Even with the best of intentions and effort put in, when you are juggling motherhood and a career in the performing arts, some days ARE JUST ABOUT SURVIVAL.
Lack of sleep, no extra help, tantrums (yours and your child’s)…. The list goes on and on and I hear you, I am with you on this reality.
The first few years of motherhood; beat me down and I hardly recognised myself when I said that’s enough, that’s it, I can’t live this way anymore.
Blog in 30 seconds
- If we are merely surviving ALL the time as mothers, performers and women, unpacking why we are here serves us and those we love the most.
- Having boundaries in our lives creates the space needed for thriving.
- A narrative of motherhood that doesn’t support and lift you up, needs questioning.
Why did I find myself here?
- I had no boundaries in my life with things like my phone, people who drained me, my work, my mothering, etc. As a result, my mental health suffered and I was ruled by anxiety and stress.
- I had an ingrained, old narrative of what “motherhood” looked like. I bought into the self-sacrificial version that actually assists no one, not mother or child.
- I forgot to ask for help. I kept living the way I did pre-children, which didn’t serve me as a mother. I had the “I’ll do it. I don’t need help” story on repeat. Totally unhelpful, dangerous, unrealistic and lonely as hell!

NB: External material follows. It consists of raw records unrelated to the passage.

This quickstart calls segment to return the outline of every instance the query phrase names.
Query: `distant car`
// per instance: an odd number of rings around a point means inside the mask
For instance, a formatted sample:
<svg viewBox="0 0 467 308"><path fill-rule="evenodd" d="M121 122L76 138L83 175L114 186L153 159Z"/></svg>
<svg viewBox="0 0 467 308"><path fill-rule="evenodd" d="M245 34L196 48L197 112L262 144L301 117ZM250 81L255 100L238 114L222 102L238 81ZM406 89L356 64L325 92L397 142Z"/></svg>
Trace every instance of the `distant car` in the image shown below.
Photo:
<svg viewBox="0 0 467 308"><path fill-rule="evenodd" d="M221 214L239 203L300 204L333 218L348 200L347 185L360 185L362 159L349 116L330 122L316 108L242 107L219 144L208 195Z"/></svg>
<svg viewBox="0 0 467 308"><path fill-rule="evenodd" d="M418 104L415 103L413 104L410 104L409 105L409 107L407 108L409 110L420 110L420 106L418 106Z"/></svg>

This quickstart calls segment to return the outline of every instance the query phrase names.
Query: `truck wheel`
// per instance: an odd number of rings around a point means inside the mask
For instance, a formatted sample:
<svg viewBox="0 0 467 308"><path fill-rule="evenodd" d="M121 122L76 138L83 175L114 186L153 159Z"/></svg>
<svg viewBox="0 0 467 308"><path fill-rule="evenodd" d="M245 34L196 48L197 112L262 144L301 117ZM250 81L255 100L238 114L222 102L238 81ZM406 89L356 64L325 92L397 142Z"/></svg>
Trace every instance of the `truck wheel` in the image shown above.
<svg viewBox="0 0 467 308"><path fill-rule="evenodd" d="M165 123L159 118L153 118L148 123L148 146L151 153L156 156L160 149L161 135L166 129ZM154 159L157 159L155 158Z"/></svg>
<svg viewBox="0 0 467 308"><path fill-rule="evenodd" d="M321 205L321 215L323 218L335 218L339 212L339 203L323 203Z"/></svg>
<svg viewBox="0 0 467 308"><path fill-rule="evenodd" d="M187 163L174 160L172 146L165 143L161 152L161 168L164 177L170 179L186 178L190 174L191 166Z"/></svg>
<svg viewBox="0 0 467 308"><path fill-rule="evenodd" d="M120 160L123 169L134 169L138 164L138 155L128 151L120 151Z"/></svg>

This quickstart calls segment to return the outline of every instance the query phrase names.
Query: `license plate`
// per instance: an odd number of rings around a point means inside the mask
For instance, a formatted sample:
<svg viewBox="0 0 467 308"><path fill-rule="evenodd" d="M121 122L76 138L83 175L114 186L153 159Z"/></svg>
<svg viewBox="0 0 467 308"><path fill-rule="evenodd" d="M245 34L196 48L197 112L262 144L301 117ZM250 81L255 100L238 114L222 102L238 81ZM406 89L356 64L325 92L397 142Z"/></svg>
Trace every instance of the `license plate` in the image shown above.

- I felt ashamed to say out loud, “I need my performing career as much as I want motherhood”. Even now that one makes me smile and exhale because it took a lot of soul searching to stand up and shout that one. Again, that self-sacrificial way of mothering is a tough narrative to challenge. It can be at the core of many of your self-limiting thoughts. Once I realised that my two greatest dreams COULD harmoniously live alongside one another, it became a dance, not a battle.
- I was utterly weighed down by others’ limitations of their own lives from their own life experience, which had nothing to do with me.
Once I recognised the habits and thoughts that were holding me back, I was able to put boundaries in place. Basically, it helped me get out of survival mode and onto thriving and successfully juggling motherhood and the performing arts.
These days thriving in motherhood and the performing arts for me looks like:
- I am always 100% in my lane, going at my pace and I don’t compare my journey to others.
- I ask for help, all the time. I understand how necessary it is for me to have a break and recharge my batteries. Things like my work, massages, seeing friends, baths, hobbies etc.
- I really studied the model of motherhood we are still being presented with and all its shortcomings and thought “not for me”.
- I became very strict with my time and how and who I spend it with.
- Today I surround myself with people who lift me up (and I do them too). I exercise boundaries around those who don’t.
- I got clear on whose voice was in my head at all times. What was my voice and what had been said to me that I carried around as a truth, but wasn’t based in reality or didn’t serve me moving forward?
If just one of the many points I have outlined here; serves you in moving towards a more positive way of living, then my job is done.
I believe in the power of thriving as mothers, as performers and as women. Remember that if we don’t fill our own cups first, we are serving the people we love and cherish the most; from an empty cup. In the short and long term nobody wins.
So here’s to doing the difficult work that is often needed to truly harness all your power and capabilities.
I am alongside you every step of the way, with so much respect.